Alignment/Systems Thinking

“I was able to see how connected things were, for example changing commissions could completely change the focus of your insurance agency producers. The “trickle-down” effect.”
- Director, Insurance Management and IT Consulting Company, February 2016

“Everyday we get caught up in our own world, other facets of the business are also important.”
- Sales Director, Multi-State Heavy Equipment Distributor, September 2013

“In order to go through all of the data it was easy to lose sight of the big picture, I have new respect for the leaders who do this at our company.”
- Director, Leading Aerospace and Defense Company, August 2013

“The inter-connectedness of all of the areas, building a strong relationship with all of the departments. The smallest change can have a large impact on other areas.”
- Manager, Top U.S. P&C Insurance Company, August 2013

“Big obstacles need to be overcome, but need to break it down into manageable pieces.”
- Chief Engineer, Automotive Parts and High-Tech Company, October 2013

“For the first time, I saw what it was like to make decisions for the entire company and see how all the different functions must perform together to make the whole company successful. As an engineer working in R&D at Kraft, which is a marketing led company, I always tried to justify why R&D is more important than marketing. But after running the simulation I now see that they both functions are interdependent and you can’t run a business without either one.”
- Masters Candidate, Northwestern University MEM Program, December 2013

“I tend to be conservative, but in this course learned the importance of taking risks and spending money on order to not lose out on opportunities.”
- Finance Manager, Automotive Parts and High-Tech Company, June 2010

“During this course I gained empathy for those in charge of resource staffing and gained a better understanding of this area.”
- Engineer, Leading Aerospace and Defense Company, August 2009

“Lowering price doesn’t always increase quantity as much as you might think!”
- Underwriting Manager, Top-3 U.S. Insurance Company, July 2007

Leadership and Teamwork

“How to balance team energy and take advantage of each team members strengths while staying calm and cool.”
- Finance LDP Participant, Large U.S. P&C Insurance Company, December 2015

“The key turning point for our team was when we really stopped talking to each other and listened.

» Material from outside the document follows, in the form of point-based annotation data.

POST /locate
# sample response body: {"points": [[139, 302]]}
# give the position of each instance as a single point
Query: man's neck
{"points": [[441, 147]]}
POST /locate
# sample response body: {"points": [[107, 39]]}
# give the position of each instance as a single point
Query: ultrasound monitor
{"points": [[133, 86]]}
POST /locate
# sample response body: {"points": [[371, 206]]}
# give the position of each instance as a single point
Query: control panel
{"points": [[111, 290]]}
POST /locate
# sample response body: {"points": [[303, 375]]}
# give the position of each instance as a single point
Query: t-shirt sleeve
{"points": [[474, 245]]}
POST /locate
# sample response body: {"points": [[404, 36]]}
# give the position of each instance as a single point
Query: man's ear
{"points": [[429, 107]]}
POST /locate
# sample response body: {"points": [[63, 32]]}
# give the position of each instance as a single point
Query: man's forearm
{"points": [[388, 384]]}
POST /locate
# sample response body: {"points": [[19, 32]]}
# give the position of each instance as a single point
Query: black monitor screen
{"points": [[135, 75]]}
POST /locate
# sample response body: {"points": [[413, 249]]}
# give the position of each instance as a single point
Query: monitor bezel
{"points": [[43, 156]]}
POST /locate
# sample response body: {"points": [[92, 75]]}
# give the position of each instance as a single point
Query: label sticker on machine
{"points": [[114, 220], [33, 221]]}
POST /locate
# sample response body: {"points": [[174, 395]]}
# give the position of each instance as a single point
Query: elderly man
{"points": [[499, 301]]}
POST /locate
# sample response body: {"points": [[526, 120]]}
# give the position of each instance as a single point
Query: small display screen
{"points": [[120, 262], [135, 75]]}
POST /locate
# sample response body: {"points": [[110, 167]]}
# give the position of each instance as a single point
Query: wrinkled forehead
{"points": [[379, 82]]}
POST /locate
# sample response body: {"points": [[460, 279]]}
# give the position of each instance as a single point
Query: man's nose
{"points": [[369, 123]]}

We began to trust each other and really come together as a team.”
- Director, Semiconductor Manufacturer, September 2013

“Our company had a string of losses (negative profit) at a certain stage, but the team refused to give up and we were able to push the profits back up. It showed me that no matter how bad the situation, there is always a way out. It also reinforced the importance of team spirit during bad times.”
- Masters Candidate, Northwestern University MEM Program, May 2013

“I’m only one part of the answer when I’m on a team.”
- Manager, Leading U.S. P&C Insurance Company, October 2013

“Listening to each other and allowing everyone to have input while following the mission. Relying on each other.”
- Director, Leading Aerospace and Defense Company, August 2013

“Have to remember you don’t always have the answer, have to rely on the knowledge of others. It is complicated to run a company, need to use the input from others to make good decisions.”
- Manager, Regional Insurance Company, August 2013

“Learned optimism – your behavior and actions can effect other peoples behavior.”